MGM Resorts International reported third quarter 2015 results earlier today. While the numbers were good, especially in Las Vegas, the big news was MGM's announcement that they are creating a REIT.
MGM Growth Properties (MGP) will consist of seven Las Vegas properties (Mandalay Bay, The Mirage, Monte Carlo, New York-New York, Luxor, Excalibur, and The Park) along with three regional properties (MGM Grand Detroit, Beau Rivage in Biloxi, and Gold Strike Tunica).
Notably excluded from the REIT are Bellagio, MGM Grand, and Circus Circus along with MGM's joint ventures including CityCenter, MGM China, Borgata, and the new Las Vegas Arena.

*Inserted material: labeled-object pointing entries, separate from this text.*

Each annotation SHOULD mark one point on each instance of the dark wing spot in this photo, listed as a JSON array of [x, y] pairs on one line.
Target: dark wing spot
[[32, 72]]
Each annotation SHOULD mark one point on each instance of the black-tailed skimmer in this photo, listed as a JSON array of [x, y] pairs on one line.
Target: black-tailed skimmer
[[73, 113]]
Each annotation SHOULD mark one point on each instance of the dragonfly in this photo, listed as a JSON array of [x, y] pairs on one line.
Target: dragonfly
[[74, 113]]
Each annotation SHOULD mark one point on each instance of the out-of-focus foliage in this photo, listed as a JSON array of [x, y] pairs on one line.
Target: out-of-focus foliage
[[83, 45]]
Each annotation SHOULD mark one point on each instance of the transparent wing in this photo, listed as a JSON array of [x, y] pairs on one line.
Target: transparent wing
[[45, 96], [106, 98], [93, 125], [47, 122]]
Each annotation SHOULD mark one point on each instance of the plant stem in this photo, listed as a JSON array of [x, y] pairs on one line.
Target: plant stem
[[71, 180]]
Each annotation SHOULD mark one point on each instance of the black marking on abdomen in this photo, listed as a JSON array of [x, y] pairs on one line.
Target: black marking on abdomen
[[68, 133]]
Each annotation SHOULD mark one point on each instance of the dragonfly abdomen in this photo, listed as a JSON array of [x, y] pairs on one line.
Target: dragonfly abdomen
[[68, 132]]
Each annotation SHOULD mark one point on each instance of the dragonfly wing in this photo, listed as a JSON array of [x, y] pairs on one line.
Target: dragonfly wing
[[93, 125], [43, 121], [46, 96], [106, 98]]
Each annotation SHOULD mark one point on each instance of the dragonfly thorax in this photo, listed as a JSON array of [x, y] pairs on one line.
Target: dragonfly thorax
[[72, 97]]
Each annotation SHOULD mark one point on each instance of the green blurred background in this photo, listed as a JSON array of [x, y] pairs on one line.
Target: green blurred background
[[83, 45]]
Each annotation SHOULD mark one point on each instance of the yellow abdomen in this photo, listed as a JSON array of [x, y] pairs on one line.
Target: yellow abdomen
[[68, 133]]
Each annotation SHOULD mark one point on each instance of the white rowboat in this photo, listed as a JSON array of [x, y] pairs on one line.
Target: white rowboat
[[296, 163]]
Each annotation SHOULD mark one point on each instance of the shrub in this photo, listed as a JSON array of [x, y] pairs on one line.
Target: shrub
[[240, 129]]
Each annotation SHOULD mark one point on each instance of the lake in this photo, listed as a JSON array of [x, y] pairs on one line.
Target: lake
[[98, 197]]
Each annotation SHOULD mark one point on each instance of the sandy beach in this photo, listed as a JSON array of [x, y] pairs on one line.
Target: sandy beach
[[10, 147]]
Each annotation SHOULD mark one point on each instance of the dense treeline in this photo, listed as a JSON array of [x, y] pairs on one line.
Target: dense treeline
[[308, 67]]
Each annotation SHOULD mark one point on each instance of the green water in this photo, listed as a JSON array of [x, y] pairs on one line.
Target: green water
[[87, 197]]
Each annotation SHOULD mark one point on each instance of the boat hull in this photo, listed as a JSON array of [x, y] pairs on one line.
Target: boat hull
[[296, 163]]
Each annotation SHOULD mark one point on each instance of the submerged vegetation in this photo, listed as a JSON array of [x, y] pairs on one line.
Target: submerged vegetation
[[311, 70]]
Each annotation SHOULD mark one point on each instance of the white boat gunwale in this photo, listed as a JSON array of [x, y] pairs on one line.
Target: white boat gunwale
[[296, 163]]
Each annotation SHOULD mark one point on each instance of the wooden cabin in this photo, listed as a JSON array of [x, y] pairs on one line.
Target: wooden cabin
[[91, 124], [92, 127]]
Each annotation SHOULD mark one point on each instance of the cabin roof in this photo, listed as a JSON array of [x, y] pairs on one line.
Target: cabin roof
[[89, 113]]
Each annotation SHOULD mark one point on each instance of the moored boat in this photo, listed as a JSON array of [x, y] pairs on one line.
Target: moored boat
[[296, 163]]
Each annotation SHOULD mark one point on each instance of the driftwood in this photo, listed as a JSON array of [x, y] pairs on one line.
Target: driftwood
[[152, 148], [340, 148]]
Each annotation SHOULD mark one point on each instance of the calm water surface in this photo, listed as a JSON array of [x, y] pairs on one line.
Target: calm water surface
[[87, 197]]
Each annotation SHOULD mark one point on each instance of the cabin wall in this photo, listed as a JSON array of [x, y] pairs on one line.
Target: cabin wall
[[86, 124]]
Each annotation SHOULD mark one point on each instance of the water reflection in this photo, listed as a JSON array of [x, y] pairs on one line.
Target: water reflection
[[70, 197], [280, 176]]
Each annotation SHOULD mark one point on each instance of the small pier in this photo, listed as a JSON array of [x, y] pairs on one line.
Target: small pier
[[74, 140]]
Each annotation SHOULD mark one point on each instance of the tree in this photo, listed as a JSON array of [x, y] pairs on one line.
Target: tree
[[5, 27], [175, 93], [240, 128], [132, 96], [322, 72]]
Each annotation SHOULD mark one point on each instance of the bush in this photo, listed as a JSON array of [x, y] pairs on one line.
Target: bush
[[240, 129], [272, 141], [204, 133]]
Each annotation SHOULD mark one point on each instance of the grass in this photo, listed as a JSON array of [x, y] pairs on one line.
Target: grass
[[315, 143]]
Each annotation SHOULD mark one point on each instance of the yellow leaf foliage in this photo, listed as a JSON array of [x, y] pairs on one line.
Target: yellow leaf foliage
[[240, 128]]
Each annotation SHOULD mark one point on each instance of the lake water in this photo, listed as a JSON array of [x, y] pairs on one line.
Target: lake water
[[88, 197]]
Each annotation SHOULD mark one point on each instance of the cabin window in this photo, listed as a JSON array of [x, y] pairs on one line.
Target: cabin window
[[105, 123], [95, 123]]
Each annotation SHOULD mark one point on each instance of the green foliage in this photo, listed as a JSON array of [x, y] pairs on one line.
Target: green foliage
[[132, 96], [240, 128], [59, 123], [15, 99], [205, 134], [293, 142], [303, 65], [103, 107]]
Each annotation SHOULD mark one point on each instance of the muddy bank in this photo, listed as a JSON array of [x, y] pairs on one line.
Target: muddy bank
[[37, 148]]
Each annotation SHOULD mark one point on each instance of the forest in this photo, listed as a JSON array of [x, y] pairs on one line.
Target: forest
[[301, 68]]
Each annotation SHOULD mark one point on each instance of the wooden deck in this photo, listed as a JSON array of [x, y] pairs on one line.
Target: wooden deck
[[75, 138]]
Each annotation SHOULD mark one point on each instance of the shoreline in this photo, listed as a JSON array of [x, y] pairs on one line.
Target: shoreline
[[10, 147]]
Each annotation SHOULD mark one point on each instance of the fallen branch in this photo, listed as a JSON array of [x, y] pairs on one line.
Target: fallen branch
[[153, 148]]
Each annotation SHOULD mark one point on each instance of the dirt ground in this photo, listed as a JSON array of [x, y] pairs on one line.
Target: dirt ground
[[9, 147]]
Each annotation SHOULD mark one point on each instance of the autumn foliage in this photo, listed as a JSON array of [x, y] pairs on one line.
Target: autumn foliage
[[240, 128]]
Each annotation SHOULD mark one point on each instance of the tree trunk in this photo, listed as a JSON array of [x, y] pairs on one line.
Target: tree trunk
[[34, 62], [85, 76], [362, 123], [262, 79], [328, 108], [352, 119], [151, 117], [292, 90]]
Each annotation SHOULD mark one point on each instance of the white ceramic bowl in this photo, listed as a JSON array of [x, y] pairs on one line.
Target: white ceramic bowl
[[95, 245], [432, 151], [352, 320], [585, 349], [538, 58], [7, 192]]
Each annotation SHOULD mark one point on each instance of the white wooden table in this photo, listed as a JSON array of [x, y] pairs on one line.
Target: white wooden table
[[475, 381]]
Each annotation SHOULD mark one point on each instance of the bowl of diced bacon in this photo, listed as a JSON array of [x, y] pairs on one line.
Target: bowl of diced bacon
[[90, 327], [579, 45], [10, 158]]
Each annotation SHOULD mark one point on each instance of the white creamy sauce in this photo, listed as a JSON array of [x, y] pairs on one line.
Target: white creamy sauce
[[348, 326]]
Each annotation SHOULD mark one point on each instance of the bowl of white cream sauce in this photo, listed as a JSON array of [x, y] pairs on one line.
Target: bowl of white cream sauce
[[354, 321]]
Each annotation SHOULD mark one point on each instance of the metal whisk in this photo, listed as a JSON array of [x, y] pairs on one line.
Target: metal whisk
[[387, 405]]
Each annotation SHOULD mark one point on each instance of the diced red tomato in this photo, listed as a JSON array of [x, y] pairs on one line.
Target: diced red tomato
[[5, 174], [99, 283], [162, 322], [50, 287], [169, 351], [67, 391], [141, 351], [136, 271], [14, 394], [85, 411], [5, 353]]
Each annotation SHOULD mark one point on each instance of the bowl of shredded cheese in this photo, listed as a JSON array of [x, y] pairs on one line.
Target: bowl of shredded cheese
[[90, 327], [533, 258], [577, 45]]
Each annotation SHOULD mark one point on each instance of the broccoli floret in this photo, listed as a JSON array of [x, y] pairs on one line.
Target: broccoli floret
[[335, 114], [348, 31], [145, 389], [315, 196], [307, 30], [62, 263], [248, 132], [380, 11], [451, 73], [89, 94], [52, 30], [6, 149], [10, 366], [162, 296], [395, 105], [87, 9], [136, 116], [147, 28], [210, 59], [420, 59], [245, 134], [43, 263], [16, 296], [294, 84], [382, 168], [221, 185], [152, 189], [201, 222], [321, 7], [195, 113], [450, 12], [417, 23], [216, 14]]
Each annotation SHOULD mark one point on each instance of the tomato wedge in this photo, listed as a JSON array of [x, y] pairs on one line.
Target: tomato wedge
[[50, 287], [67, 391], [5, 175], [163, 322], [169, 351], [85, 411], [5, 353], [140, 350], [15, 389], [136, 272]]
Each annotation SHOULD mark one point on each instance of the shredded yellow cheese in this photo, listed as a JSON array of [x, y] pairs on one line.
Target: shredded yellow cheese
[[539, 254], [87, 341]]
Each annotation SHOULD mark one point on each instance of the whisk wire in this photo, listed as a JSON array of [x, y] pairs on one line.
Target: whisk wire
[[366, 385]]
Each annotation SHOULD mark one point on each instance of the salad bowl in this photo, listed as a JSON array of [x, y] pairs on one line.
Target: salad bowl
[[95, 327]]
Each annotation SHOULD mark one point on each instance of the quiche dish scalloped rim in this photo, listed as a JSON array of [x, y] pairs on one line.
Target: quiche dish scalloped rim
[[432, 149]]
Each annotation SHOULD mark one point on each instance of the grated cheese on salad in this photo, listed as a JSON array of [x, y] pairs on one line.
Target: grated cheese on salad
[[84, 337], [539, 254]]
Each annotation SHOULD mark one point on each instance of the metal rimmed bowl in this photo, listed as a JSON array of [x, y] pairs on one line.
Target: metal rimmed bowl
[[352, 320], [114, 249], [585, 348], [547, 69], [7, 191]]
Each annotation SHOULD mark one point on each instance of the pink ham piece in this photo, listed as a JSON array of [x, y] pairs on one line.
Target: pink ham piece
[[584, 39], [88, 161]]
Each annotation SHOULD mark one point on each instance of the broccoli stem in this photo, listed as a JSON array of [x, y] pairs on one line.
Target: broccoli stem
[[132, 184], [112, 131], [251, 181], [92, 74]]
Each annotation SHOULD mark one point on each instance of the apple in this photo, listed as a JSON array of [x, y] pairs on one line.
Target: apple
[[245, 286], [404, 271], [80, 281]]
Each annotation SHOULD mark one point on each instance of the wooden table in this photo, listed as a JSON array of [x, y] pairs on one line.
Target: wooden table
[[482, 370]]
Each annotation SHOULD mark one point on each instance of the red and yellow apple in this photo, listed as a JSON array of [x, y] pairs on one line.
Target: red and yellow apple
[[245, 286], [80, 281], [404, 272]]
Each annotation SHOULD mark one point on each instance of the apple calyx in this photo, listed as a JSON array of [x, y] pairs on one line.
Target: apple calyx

The parent company MGM Resorts International will own approximately 70% of the REIT. This is a big difference from the Penn National / Gaming and Leisure Properties REIT conversion from a few years ago which resulted in a complete and total split of those two companies.
Keeping 70% of the REIT will give MGM more control, but will also limit the potential sale price of the planned MGP IPO which will supposedly take place early in 2016 (that timetable seems ambitious).
Further tampering the REIT's potential is the $4 billion of debt which will be piled on to MGP's books. There are definitely questions about whether the ten properties included in the transaction can generate enough income to support that kind of debt.